Construction is due to start this summer

ATLANTA — Atlanta Police said the ground is cleared at the embattled site of the proposed public safety training center in southeast Atlanta, despite fierce protests. 

On Friday, police and fire officials hosted a news media tour of the site – an event put together by city officials to push back against protesters who have urged the city to stop this project.

Rolling onto the 85-acre public safety training center site, city officials said most of the acreage cleared consisted of weeds, invasive plants and 100,000 discarded tires.

"So this entire area is being protected," said Bob Hughes, the facility planner with H2R, the contractor that has done the design legwork.

Adjacent to the cleared space are ponds and, the city said, old-growth forest.

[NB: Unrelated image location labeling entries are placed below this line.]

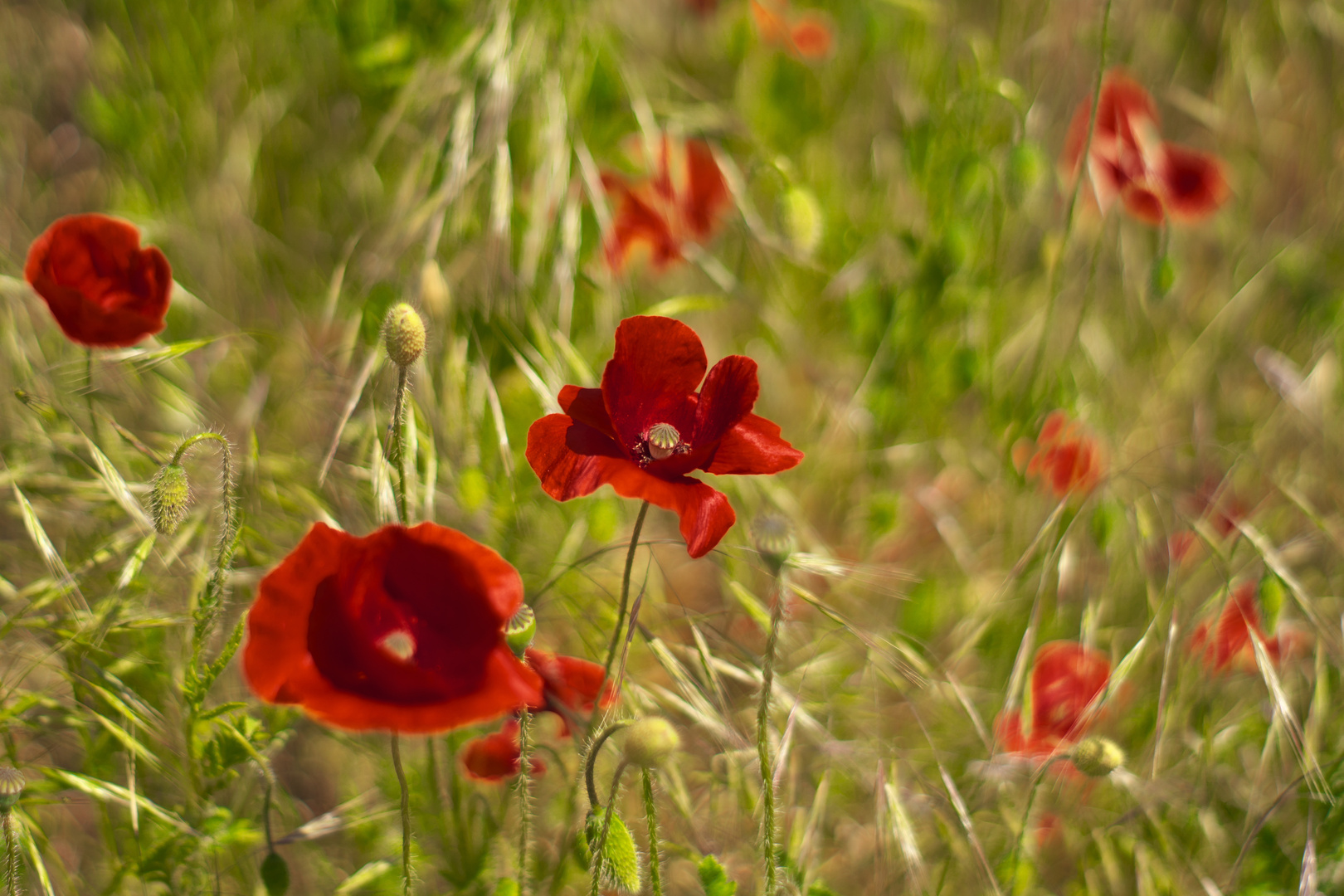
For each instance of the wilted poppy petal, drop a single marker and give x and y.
(753, 448)
(1194, 183)
(730, 392)
(652, 377)
(101, 286)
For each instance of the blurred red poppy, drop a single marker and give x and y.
(101, 286)
(1066, 460)
(1064, 680)
(806, 35)
(398, 631)
(1229, 645)
(1127, 160)
(680, 203)
(647, 427)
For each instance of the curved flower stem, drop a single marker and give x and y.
(1025, 818)
(524, 800)
(407, 815)
(650, 815)
(626, 592)
(397, 450)
(597, 852)
(763, 740)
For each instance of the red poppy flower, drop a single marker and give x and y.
(680, 203)
(101, 286)
(399, 631)
(1066, 460)
(1230, 644)
(1127, 160)
(647, 427)
(1064, 680)
(806, 35)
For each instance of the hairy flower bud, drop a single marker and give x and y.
(403, 334)
(169, 499)
(650, 742)
(520, 631)
(1097, 757)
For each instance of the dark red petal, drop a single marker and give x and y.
(101, 286)
(570, 458)
(587, 406)
(753, 448)
(652, 377)
(1194, 184)
(730, 392)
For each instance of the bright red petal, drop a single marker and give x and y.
(753, 448)
(652, 377)
(1194, 184)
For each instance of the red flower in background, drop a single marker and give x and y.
(1127, 160)
(680, 203)
(398, 631)
(806, 35)
(1066, 460)
(101, 286)
(570, 687)
(1229, 645)
(647, 427)
(1064, 680)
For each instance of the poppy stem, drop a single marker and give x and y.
(524, 801)
(763, 740)
(397, 451)
(626, 592)
(407, 813)
(650, 815)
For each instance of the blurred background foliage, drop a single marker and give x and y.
(890, 262)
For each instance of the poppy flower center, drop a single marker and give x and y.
(661, 442)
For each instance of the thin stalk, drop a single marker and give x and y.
(407, 815)
(763, 742)
(397, 451)
(650, 815)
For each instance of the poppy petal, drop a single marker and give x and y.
(1194, 183)
(753, 446)
(652, 377)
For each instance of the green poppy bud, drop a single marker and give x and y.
(1097, 757)
(169, 499)
(403, 334)
(520, 631)
(275, 874)
(650, 742)
(11, 785)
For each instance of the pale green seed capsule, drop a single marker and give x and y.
(403, 334)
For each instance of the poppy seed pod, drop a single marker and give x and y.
(169, 499)
(11, 785)
(403, 334)
(650, 742)
(1097, 757)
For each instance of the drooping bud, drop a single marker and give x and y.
(650, 742)
(773, 536)
(620, 859)
(169, 499)
(11, 785)
(403, 334)
(1097, 757)
(275, 874)
(520, 631)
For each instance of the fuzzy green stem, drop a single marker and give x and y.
(407, 813)
(397, 451)
(763, 743)
(598, 850)
(650, 815)
(524, 800)
(626, 592)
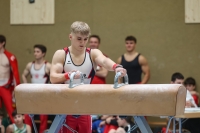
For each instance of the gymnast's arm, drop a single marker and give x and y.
(56, 75)
(105, 62)
(26, 72)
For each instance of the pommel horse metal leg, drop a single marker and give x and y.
(142, 124)
(32, 119)
(59, 119)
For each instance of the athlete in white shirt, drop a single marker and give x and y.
(39, 71)
(78, 58)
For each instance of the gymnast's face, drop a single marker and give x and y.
(78, 41)
(130, 45)
(94, 43)
(190, 87)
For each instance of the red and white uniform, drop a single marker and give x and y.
(81, 124)
(39, 76)
(7, 85)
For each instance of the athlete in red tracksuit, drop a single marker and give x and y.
(39, 71)
(9, 76)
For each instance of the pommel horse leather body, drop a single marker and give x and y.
(134, 100)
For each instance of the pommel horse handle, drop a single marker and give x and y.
(116, 84)
(71, 85)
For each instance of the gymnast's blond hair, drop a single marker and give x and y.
(79, 27)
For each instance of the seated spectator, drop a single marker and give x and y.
(191, 124)
(125, 124)
(190, 85)
(2, 128)
(18, 126)
(178, 78)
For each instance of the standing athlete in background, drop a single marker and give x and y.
(135, 63)
(39, 70)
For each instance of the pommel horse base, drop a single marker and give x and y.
(88, 99)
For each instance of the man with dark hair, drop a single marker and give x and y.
(178, 78)
(9, 76)
(135, 63)
(39, 70)
(190, 85)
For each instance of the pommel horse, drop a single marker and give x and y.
(89, 99)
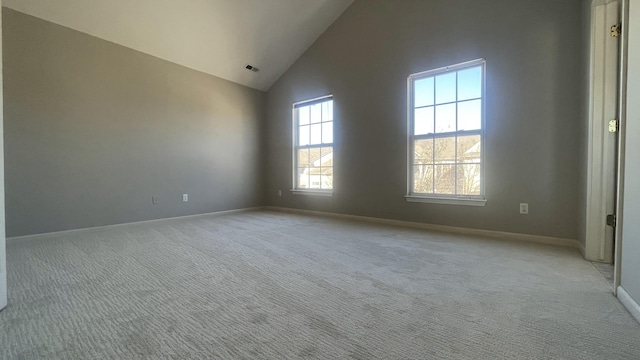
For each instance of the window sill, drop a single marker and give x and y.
(312, 192)
(446, 201)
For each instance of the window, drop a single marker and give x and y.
(313, 146)
(445, 123)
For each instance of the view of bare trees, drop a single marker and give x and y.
(447, 165)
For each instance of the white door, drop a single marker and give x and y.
(602, 150)
(3, 247)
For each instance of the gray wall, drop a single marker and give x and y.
(582, 129)
(630, 261)
(93, 130)
(535, 61)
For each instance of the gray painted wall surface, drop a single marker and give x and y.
(582, 129)
(93, 130)
(535, 61)
(630, 261)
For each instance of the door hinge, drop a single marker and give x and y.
(614, 125)
(616, 30)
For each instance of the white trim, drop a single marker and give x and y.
(295, 128)
(215, 213)
(312, 100)
(445, 200)
(311, 192)
(629, 303)
(440, 228)
(581, 248)
(622, 111)
(482, 62)
(603, 104)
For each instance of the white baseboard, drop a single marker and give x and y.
(629, 303)
(216, 213)
(443, 228)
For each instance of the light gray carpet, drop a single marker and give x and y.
(268, 285)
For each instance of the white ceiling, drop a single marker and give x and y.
(218, 37)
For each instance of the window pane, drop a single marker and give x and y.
(470, 115)
(314, 157)
(470, 84)
(303, 135)
(423, 179)
(469, 149)
(316, 134)
(326, 156)
(303, 158)
(303, 178)
(423, 121)
(327, 111)
(327, 132)
(445, 118)
(423, 92)
(423, 150)
(303, 115)
(326, 181)
(315, 178)
(445, 150)
(468, 179)
(444, 179)
(316, 113)
(446, 88)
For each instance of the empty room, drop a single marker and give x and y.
(321, 179)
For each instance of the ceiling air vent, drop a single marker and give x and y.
(251, 68)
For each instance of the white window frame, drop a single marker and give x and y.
(296, 190)
(450, 199)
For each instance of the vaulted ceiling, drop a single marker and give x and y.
(218, 37)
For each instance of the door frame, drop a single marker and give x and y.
(622, 111)
(601, 184)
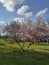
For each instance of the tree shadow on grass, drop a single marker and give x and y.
(27, 57)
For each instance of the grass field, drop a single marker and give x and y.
(11, 54)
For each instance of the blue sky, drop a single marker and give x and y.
(23, 9)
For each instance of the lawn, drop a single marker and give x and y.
(11, 54)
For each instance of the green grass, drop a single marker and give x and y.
(11, 54)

Protesters have decried the project as a destroyer of old trees. However, engineers said there were only 12 to 15 acres of actual old-growth forest here  – and planners said they’re saving all of it.

"Think of a college campus. That’s what you’d have here (25 acres)," APD Administration Deputy Chief Marshal Freeman said. 

Backers said the public safety training center will have 25 acres of space accessible to the public – plus much more public parkland adjacent to the site. Critics said the project is wrongheaded, training in tougher police tactics they said are outdated.

"It is a Six Flags-sized playground for urban warfare, for police militarization. I’m not seeing where we’re getting de-escalation training," said Brionte McCorkle, executive director of Georgia Conservation Voters, during a protest at City Hall Wednesday.

Chief Darin Schierbaum said facts released by the city debunk claims of a militarization curriculum at the center.  

"It is preparation of first responders, those responding to babies not breathing, active shooters, car accidents. We have to prepare our officers for every 911 call that could be made," he said. "I am excited for the officers. And I’m excited for the citizens."

The Atlanta City Council is due to vote next month on an additional $30 million expenditure for the project.